Keeping track of databases

In most production settings, you end up with a number of databases. Some conform to a naming scheme - perhaps a name of a well used application, perhaps according to customer, perhaps according to some internal identifier. However, in most cases, the current scheme has not always been in place, and there's a collection of unknown databases (or ones that simply don't fit the pattern), which don't cause much trouble, but simply sit there, waiting to trip up the person who has rarely if ever interacted with that database, but is charged with supporting it.

As regulations such as the EU's GDPR come into focus, we are increasingly called to account for all the data we hold, particularly if it is personally identifiable. What this means, is we need to be able to identify what's in these 'miscellaneous' databases, and to what they relate. Frankly, it's a good practice anyway, so you can better manage the data that you hold. It's also helpful for maintenance work to understand the effect if you take a database instance offline; even if your organisation is a 24x7 operation, you will probably have databases that don't need to be online all the time - for example the payroll database (as the team who look at this only work in the day). You may have varying definitions of 'day', particularly if you cross timezones.

The question then is, how to identify what these systems relate to. You may have a documentation source for each database (I often find ours to be regrettably out of date), but even if this is in date, it is designed to be looked at for a specific system, so this still means trawling lots of documentation to find out what we want to know in this case - and the documentation doesn't automatically update as databases move.

The solution I've started to use is extended properties on the database. These are a place to put an sql variant value (which can hold text or numbers for example) properties of an entity, and which forms part of that object and can be scripted out with it - so they can be source controlled. They move with the database, so as it is backed up / moved, the properties stay with the object to which they relate.

So why doesn't everyone do this? Well, firstly, it's a schema change. This is a blocker in some organisations, or for some supplier-supported systems. I've found that asking, and explaining why, goes a long way here. Secondly, there's the question of how to use them.

Extended properties can be viewed in the SQL Server Management Studio GUI, however this is clunky at best, and I tend to use scripts to manipulate them, to ensure consistency.

Extended properties can be added, edited, or deleted using system stored procedures. To read them, a function (fn_listextendedproperty) is called, or a system view is available.
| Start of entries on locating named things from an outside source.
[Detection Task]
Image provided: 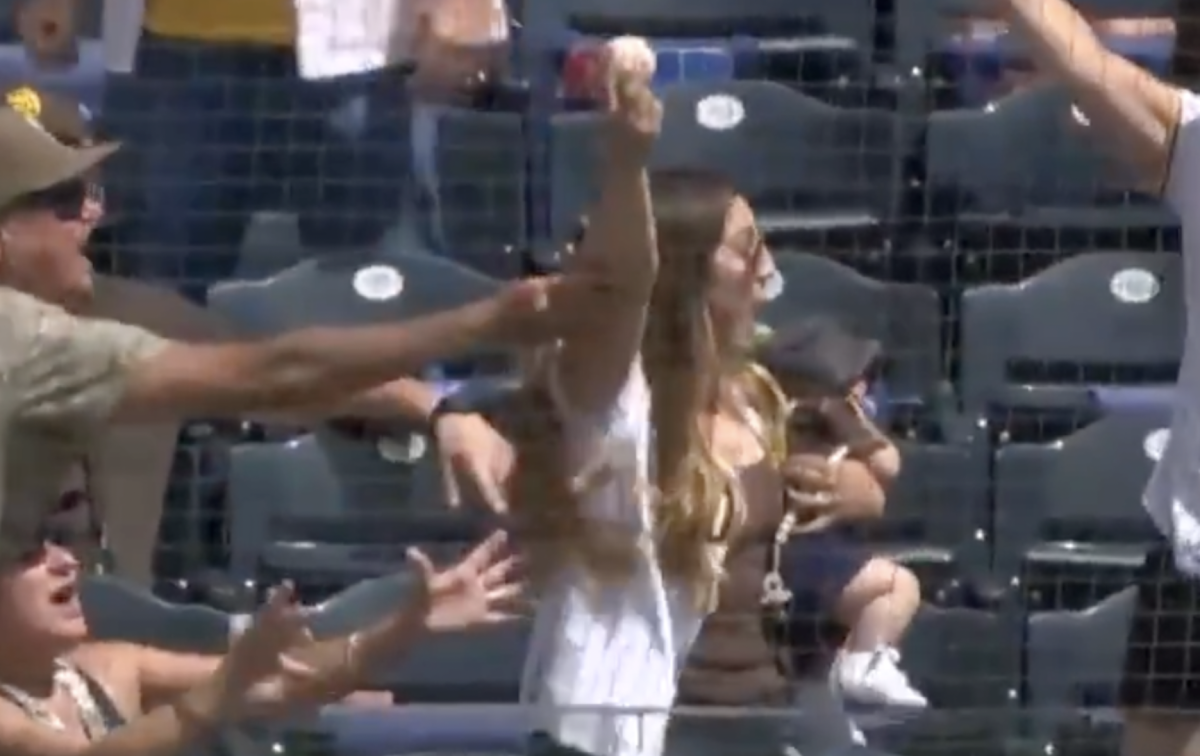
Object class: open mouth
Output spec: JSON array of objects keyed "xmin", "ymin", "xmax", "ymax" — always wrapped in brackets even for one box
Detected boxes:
[{"xmin": 50, "ymin": 583, "xmax": 79, "ymax": 606}]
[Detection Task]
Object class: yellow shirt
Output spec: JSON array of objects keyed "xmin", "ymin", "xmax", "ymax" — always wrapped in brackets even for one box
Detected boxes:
[{"xmin": 145, "ymin": 0, "xmax": 296, "ymax": 46}]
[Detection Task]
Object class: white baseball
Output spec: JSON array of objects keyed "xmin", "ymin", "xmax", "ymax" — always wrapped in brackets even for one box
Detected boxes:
[{"xmin": 606, "ymin": 36, "xmax": 656, "ymax": 82}]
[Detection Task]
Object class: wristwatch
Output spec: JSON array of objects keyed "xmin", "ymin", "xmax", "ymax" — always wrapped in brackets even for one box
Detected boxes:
[{"xmin": 428, "ymin": 391, "xmax": 475, "ymax": 432}]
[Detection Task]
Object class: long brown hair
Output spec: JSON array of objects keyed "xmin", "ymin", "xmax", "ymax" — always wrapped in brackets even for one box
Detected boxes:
[{"xmin": 509, "ymin": 169, "xmax": 786, "ymax": 605}]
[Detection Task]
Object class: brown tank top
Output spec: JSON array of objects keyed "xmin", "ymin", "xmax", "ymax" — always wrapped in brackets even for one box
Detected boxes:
[{"xmin": 678, "ymin": 460, "xmax": 790, "ymax": 706}]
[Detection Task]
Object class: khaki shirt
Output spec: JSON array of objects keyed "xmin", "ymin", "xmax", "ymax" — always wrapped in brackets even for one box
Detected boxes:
[
  {"xmin": 88, "ymin": 276, "xmax": 236, "ymax": 584},
  {"xmin": 0, "ymin": 287, "xmax": 168, "ymax": 556}
]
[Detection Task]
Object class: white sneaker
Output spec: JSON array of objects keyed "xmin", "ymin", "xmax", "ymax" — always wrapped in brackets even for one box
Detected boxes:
[{"xmin": 830, "ymin": 646, "xmax": 929, "ymax": 710}]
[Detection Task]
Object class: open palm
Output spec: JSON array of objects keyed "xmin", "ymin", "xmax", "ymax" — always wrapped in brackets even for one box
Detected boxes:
[
  {"xmin": 217, "ymin": 584, "xmax": 318, "ymax": 719},
  {"xmin": 408, "ymin": 532, "xmax": 522, "ymax": 632}
]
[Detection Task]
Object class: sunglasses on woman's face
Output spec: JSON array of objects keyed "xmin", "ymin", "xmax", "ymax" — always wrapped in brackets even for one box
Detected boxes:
[
  {"xmin": 10, "ymin": 490, "xmax": 103, "ymax": 568},
  {"xmin": 10, "ymin": 179, "xmax": 104, "ymax": 221}
]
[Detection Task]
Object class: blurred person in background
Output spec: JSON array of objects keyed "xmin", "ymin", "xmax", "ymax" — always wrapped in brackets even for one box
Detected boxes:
[
  {"xmin": 0, "ymin": 108, "xmax": 592, "ymax": 585},
  {"xmin": 0, "ymin": 480, "xmax": 520, "ymax": 756},
  {"xmin": 94, "ymin": 0, "xmax": 508, "ymax": 300},
  {"xmin": 0, "ymin": 0, "xmax": 104, "ymax": 110},
  {"xmin": 940, "ymin": 6, "xmax": 1177, "ymax": 107},
  {"xmin": 996, "ymin": 0, "xmax": 1200, "ymax": 756},
  {"xmin": 509, "ymin": 38, "xmax": 811, "ymax": 756},
  {"xmin": 0, "ymin": 86, "xmax": 512, "ymax": 587},
  {"xmin": 762, "ymin": 318, "xmax": 928, "ymax": 714}
]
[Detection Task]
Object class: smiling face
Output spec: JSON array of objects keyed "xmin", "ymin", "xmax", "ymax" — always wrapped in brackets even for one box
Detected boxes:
[
  {"xmin": 0, "ymin": 180, "xmax": 103, "ymax": 310},
  {"xmin": 0, "ymin": 469, "xmax": 100, "ymax": 656}
]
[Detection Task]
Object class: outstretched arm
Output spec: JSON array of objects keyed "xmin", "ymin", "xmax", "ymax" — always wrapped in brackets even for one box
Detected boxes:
[
  {"xmin": 554, "ymin": 37, "xmax": 662, "ymax": 414},
  {"xmin": 997, "ymin": 0, "xmax": 1182, "ymax": 192}
]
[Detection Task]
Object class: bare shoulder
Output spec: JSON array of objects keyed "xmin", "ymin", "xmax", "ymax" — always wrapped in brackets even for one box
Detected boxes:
[{"xmin": 70, "ymin": 642, "xmax": 142, "ymax": 713}]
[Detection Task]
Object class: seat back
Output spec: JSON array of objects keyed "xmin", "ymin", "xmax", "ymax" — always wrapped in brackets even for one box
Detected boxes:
[
  {"xmin": 961, "ymin": 252, "xmax": 1184, "ymax": 412},
  {"xmin": 925, "ymin": 85, "xmax": 1133, "ymax": 214},
  {"xmin": 209, "ymin": 251, "xmax": 503, "ymax": 371},
  {"xmin": 229, "ymin": 431, "xmax": 485, "ymax": 588},
  {"xmin": 653, "ymin": 82, "xmax": 899, "ymax": 234},
  {"xmin": 546, "ymin": 113, "xmax": 604, "ymax": 242},
  {"xmin": 1025, "ymin": 588, "xmax": 1138, "ymax": 743},
  {"xmin": 760, "ymin": 252, "xmax": 942, "ymax": 401},
  {"xmin": 79, "ymin": 575, "xmax": 230, "ymax": 654},
  {"xmin": 871, "ymin": 440, "xmax": 990, "ymax": 576},
  {"xmin": 901, "ymin": 606, "xmax": 1021, "ymax": 712},
  {"xmin": 433, "ymin": 109, "xmax": 528, "ymax": 266},
  {"xmin": 994, "ymin": 406, "xmax": 1170, "ymax": 578}
]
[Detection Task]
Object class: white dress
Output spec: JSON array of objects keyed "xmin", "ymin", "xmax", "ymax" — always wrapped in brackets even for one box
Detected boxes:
[{"xmin": 521, "ymin": 360, "xmax": 706, "ymax": 756}]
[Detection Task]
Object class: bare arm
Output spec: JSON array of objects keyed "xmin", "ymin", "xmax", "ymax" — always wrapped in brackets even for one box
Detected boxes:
[
  {"xmin": 556, "ymin": 38, "xmax": 661, "ymax": 413},
  {"xmin": 0, "ymin": 278, "xmax": 561, "ymax": 433},
  {"xmin": 998, "ymin": 0, "xmax": 1181, "ymax": 193}
]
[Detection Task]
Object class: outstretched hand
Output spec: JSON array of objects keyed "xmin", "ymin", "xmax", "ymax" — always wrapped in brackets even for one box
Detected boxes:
[
  {"xmin": 433, "ymin": 413, "xmax": 514, "ymax": 514},
  {"xmin": 215, "ymin": 583, "xmax": 318, "ymax": 721},
  {"xmin": 408, "ymin": 532, "xmax": 522, "ymax": 632},
  {"xmin": 600, "ymin": 37, "xmax": 662, "ymax": 158}
]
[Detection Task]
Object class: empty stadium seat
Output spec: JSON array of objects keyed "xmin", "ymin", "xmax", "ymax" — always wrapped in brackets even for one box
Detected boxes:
[
  {"xmin": 994, "ymin": 406, "xmax": 1170, "ymax": 608},
  {"xmin": 925, "ymin": 85, "xmax": 1175, "ymax": 251},
  {"xmin": 888, "ymin": 606, "xmax": 1021, "ymax": 734},
  {"xmin": 653, "ymin": 82, "xmax": 900, "ymax": 251},
  {"xmin": 209, "ymin": 253, "xmax": 499, "ymax": 334},
  {"xmin": 434, "ymin": 108, "xmax": 527, "ymax": 277},
  {"xmin": 869, "ymin": 440, "xmax": 990, "ymax": 585},
  {"xmin": 961, "ymin": 252, "xmax": 1184, "ymax": 413},
  {"xmin": 1024, "ymin": 588, "xmax": 1136, "ymax": 754},
  {"xmin": 79, "ymin": 575, "xmax": 230, "ymax": 653},
  {"xmin": 760, "ymin": 252, "xmax": 944, "ymax": 403},
  {"xmin": 229, "ymin": 431, "xmax": 487, "ymax": 595},
  {"xmin": 546, "ymin": 113, "xmax": 604, "ymax": 242}
]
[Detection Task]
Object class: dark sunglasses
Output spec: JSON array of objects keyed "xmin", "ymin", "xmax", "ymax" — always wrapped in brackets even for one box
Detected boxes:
[
  {"xmin": 10, "ymin": 179, "xmax": 104, "ymax": 221},
  {"xmin": 14, "ymin": 490, "xmax": 104, "ymax": 569}
]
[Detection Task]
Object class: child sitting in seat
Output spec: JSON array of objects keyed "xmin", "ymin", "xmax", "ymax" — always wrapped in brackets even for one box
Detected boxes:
[{"xmin": 762, "ymin": 319, "xmax": 926, "ymax": 710}]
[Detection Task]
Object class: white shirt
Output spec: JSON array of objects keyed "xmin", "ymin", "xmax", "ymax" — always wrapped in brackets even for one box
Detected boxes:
[
  {"xmin": 1142, "ymin": 91, "xmax": 1200, "ymax": 577},
  {"xmin": 521, "ymin": 360, "xmax": 704, "ymax": 756}
]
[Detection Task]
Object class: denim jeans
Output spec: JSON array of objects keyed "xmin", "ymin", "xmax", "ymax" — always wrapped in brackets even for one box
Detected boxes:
[{"xmin": 102, "ymin": 34, "xmax": 410, "ymax": 299}]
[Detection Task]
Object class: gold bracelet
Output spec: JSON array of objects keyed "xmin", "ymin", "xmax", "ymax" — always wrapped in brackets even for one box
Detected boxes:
[{"xmin": 342, "ymin": 630, "xmax": 362, "ymax": 682}]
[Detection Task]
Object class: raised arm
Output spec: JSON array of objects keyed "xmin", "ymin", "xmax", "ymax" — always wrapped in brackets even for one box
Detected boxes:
[
  {"xmin": 996, "ymin": 0, "xmax": 1181, "ymax": 193},
  {"xmin": 556, "ymin": 37, "xmax": 662, "ymax": 413}
]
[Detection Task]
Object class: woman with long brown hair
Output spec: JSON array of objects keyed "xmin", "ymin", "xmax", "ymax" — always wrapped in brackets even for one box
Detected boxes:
[{"xmin": 508, "ymin": 50, "xmax": 782, "ymax": 756}]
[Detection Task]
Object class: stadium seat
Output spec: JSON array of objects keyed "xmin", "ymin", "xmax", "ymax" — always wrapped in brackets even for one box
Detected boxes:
[
  {"xmin": 961, "ymin": 252, "xmax": 1184, "ymax": 413},
  {"xmin": 760, "ymin": 252, "xmax": 944, "ymax": 404},
  {"xmin": 546, "ymin": 113, "xmax": 602, "ymax": 246},
  {"xmin": 994, "ymin": 407, "xmax": 1170, "ymax": 608},
  {"xmin": 878, "ymin": 606, "xmax": 1021, "ymax": 739},
  {"xmin": 209, "ymin": 253, "xmax": 499, "ymax": 334},
  {"xmin": 79, "ymin": 575, "xmax": 230, "ymax": 653},
  {"xmin": 236, "ymin": 212, "xmax": 310, "ymax": 278},
  {"xmin": 229, "ymin": 431, "xmax": 486, "ymax": 596},
  {"xmin": 653, "ymin": 82, "xmax": 900, "ymax": 251},
  {"xmin": 925, "ymin": 85, "xmax": 1175, "ymax": 251},
  {"xmin": 434, "ymin": 108, "xmax": 527, "ymax": 272},
  {"xmin": 1022, "ymin": 588, "xmax": 1136, "ymax": 754},
  {"xmin": 870, "ymin": 440, "xmax": 990, "ymax": 585}
]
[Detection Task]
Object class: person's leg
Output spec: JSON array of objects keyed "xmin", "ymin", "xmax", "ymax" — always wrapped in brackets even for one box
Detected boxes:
[
  {"xmin": 288, "ymin": 62, "xmax": 412, "ymax": 252},
  {"xmin": 104, "ymin": 35, "xmax": 254, "ymax": 299},
  {"xmin": 833, "ymin": 558, "xmax": 920, "ymax": 653},
  {"xmin": 1118, "ymin": 545, "xmax": 1200, "ymax": 756}
]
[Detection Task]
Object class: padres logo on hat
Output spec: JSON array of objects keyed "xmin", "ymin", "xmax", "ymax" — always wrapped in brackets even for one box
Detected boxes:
[{"xmin": 5, "ymin": 86, "xmax": 42, "ymax": 121}]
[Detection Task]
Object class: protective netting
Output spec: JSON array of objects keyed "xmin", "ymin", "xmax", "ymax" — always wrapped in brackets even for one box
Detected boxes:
[{"xmin": 0, "ymin": 0, "xmax": 1195, "ymax": 755}]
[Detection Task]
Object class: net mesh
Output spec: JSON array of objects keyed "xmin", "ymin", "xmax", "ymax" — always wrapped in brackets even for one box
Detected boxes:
[{"xmin": 0, "ymin": 0, "xmax": 1196, "ymax": 755}]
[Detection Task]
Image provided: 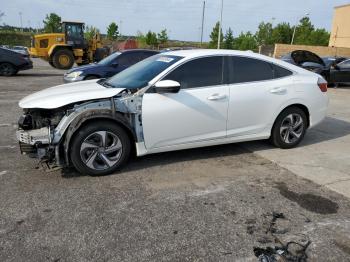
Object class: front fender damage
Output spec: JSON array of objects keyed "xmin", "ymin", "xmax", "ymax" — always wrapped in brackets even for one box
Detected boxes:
[{"xmin": 21, "ymin": 94, "xmax": 144, "ymax": 169}]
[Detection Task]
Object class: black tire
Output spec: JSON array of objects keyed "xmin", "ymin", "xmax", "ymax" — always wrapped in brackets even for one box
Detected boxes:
[
  {"xmin": 84, "ymin": 76, "xmax": 99, "ymax": 80},
  {"xmin": 52, "ymin": 49, "xmax": 74, "ymax": 70},
  {"xmin": 270, "ymin": 106, "xmax": 308, "ymax": 149},
  {"xmin": 49, "ymin": 60, "xmax": 55, "ymax": 68},
  {"xmin": 0, "ymin": 63, "xmax": 18, "ymax": 76},
  {"xmin": 70, "ymin": 121, "xmax": 131, "ymax": 176}
]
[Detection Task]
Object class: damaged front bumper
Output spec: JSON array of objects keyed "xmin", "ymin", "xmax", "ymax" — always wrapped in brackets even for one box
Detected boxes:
[{"xmin": 16, "ymin": 127, "xmax": 54, "ymax": 159}]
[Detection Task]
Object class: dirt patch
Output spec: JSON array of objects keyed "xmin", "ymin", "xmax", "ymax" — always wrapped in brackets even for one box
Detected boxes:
[{"xmin": 277, "ymin": 183, "xmax": 339, "ymax": 215}]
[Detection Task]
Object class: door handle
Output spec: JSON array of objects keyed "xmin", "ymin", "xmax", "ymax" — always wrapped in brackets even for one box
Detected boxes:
[
  {"xmin": 207, "ymin": 94, "xmax": 226, "ymax": 101},
  {"xmin": 270, "ymin": 87, "xmax": 287, "ymax": 95}
]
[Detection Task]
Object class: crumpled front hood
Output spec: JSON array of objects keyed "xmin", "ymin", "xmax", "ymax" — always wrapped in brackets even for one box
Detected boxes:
[
  {"xmin": 66, "ymin": 64, "xmax": 100, "ymax": 74},
  {"xmin": 18, "ymin": 79, "xmax": 125, "ymax": 109}
]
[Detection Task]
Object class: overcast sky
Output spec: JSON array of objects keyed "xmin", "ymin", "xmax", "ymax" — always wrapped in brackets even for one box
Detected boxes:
[{"xmin": 0, "ymin": 0, "xmax": 350, "ymax": 41}]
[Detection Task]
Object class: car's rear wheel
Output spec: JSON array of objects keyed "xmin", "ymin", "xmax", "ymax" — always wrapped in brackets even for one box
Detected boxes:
[
  {"xmin": 270, "ymin": 107, "xmax": 307, "ymax": 149},
  {"xmin": 71, "ymin": 121, "xmax": 131, "ymax": 176},
  {"xmin": 52, "ymin": 49, "xmax": 74, "ymax": 69},
  {"xmin": 0, "ymin": 63, "xmax": 18, "ymax": 76}
]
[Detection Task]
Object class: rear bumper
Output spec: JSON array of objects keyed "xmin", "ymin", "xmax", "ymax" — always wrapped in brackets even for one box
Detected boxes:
[{"xmin": 310, "ymin": 94, "xmax": 329, "ymax": 127}]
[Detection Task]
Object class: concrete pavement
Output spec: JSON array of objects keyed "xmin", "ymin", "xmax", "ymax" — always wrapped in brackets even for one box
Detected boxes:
[{"xmin": 243, "ymin": 87, "xmax": 350, "ymax": 197}]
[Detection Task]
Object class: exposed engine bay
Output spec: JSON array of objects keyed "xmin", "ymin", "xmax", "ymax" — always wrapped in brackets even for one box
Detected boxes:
[{"xmin": 16, "ymin": 90, "xmax": 143, "ymax": 166}]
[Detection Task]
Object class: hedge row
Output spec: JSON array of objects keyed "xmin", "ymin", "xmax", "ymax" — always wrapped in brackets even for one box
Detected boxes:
[{"xmin": 0, "ymin": 31, "xmax": 31, "ymax": 47}]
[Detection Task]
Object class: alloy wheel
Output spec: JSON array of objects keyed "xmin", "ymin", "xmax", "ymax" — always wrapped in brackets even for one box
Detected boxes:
[
  {"xmin": 80, "ymin": 131, "xmax": 123, "ymax": 170},
  {"xmin": 280, "ymin": 113, "xmax": 304, "ymax": 144}
]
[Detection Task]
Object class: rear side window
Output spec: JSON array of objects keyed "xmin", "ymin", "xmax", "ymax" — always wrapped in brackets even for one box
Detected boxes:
[
  {"xmin": 164, "ymin": 56, "xmax": 224, "ymax": 89},
  {"xmin": 229, "ymin": 56, "xmax": 274, "ymax": 83},
  {"xmin": 273, "ymin": 65, "xmax": 293, "ymax": 78},
  {"xmin": 338, "ymin": 60, "xmax": 350, "ymax": 69}
]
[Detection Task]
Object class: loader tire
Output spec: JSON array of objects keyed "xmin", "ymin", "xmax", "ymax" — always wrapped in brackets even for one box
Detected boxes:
[{"xmin": 52, "ymin": 49, "xmax": 74, "ymax": 69}]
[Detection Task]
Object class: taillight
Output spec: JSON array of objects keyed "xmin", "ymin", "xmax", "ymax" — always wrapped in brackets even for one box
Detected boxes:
[{"xmin": 317, "ymin": 78, "xmax": 328, "ymax": 92}]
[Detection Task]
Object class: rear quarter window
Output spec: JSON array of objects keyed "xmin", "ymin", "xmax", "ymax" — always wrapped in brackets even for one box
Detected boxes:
[{"xmin": 273, "ymin": 65, "xmax": 293, "ymax": 78}]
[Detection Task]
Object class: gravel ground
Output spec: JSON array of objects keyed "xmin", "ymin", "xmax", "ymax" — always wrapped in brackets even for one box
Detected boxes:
[{"xmin": 0, "ymin": 59, "xmax": 350, "ymax": 262}]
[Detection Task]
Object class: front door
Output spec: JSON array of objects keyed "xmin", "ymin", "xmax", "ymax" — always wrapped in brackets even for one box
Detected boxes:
[{"xmin": 142, "ymin": 56, "xmax": 229, "ymax": 150}]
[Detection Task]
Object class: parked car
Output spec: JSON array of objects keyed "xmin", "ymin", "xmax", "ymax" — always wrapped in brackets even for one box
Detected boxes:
[
  {"xmin": 63, "ymin": 49, "xmax": 159, "ymax": 82},
  {"xmin": 17, "ymin": 49, "xmax": 328, "ymax": 175},
  {"xmin": 0, "ymin": 47, "xmax": 33, "ymax": 76},
  {"xmin": 11, "ymin": 46, "xmax": 29, "ymax": 55},
  {"xmin": 321, "ymin": 56, "xmax": 348, "ymax": 68},
  {"xmin": 328, "ymin": 59, "xmax": 350, "ymax": 87}
]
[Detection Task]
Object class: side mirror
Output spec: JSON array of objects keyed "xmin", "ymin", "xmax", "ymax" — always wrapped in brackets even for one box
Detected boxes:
[{"xmin": 154, "ymin": 80, "xmax": 181, "ymax": 94}]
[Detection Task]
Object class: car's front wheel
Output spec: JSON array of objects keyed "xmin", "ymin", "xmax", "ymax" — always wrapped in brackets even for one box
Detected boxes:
[
  {"xmin": 71, "ymin": 121, "xmax": 131, "ymax": 176},
  {"xmin": 0, "ymin": 63, "xmax": 17, "ymax": 76},
  {"xmin": 270, "ymin": 107, "xmax": 307, "ymax": 149}
]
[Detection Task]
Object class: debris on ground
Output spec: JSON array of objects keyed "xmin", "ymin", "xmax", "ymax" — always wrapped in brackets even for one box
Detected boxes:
[{"xmin": 253, "ymin": 212, "xmax": 311, "ymax": 262}]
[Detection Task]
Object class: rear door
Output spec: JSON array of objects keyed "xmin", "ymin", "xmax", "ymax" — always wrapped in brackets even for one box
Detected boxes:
[
  {"xmin": 142, "ymin": 56, "xmax": 229, "ymax": 150},
  {"xmin": 330, "ymin": 60, "xmax": 350, "ymax": 83},
  {"xmin": 227, "ymin": 56, "xmax": 294, "ymax": 137}
]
The key problem here is how to read from all the databases you have in an estate, both within an instance and across multiple instances.
I use policy based management, with a check that looks for the specific extended property I use, to gather this information, but you could equally well query this from Powershell, as a property on the database object as outlined by Buck Woody.

Using properties like this mean you can also tie to other data you might have - like who is responsible for which systems in the wider business - to give a list of people to notify about potential issues to database instances, which can be updated without updating lots of documents; this means it's more likely to be up to date, when you need it most.

This list of databases, purposes and potentially business owners may also be helpful to your information assurance & governance teams, as they look to ensure they have a good understanding of what databases you hold, and why.